Jeffry Aronsson, chief executive of Ungaro, confirmed it was a thirty-five strong design team that put this collection together. Which explains a lot.
Fashion throws up some very sad sights. It was Oscar de la Renta who coined the phrase 'Fashion victim' with publisher John Fairchild, glancing around at the style road-kill in a five-star hotel. How unfortunate that the house of Emanuel Ungaro should be the latest recipient of the dubious epithet.
Ungaro is in limbo once again, following the departure of Giles Deacon, the British designer who bowed out of the troubled French couture maison after barely a year and just four collections. To Deacon's credit, he left with a bang - quite literally. His 'Feral Lace' show for Autumn/Winter 2011 was inspired by the idea of Monsieur Ungaro dressing mistresses rather than wives. That would mean sex, then. Lots and lots of sex. Apparently, that wasn't to the house's taste, and so the revolving door that has seen designers from Peter Dundas to Lindsay Lohan Russian Roulette their way through the Ungaro atelier in less than five years spun once again.

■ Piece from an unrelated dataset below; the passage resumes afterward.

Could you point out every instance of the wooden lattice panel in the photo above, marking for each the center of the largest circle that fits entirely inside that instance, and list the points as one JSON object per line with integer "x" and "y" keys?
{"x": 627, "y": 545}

It's a crying shame. Deacon was hired to give Ungaro edge and fashion credibility, which he undoubtedly did even during his short tenure. His absence was so sudden - and unprecedented - that many were uncertain if he had a hand in the house's Spring/Summer 2012 line at all. In fact, Jeffry Aronsson, chief executive of Ungaro, confirmed it was a thirty-five strong design team that put this collection together. Which explains a lot.
It explains the confusion, the profusion of themes and decorative motifs jostling for attention. You could almost see designers trying to leap out of the throng and make their creative voice heard, shouting with sequins and chiffon, loud colours and brash prints. It also explains the belts - lots of belts, skinny, gold, last seen ten years ago, lashed around the middle of almost every look to try and pull this rambling collection together. It doesn't explain the fact it looked as if the clothes has been sewn together by someone with no hands or right foot, or the poor fit of many of the garments (maybe those dodgy belts were actually a distraction from sagging waistbands). Ungaro wanted a collection, what it got was an embarrassment.
The problem I have with Ungaro is not the design team, who presumably are able to create perfectly fine clothing when given the right creative leadership (I doubt thirty-five new bodies were suddenly drafted in following Deacon's departure). It's with the lack of logic behind the decision-making. Aronsson confirmed that the same design team will be creating the Ungaro collections for the foreseeable future. As far as I see it, that future will be brief.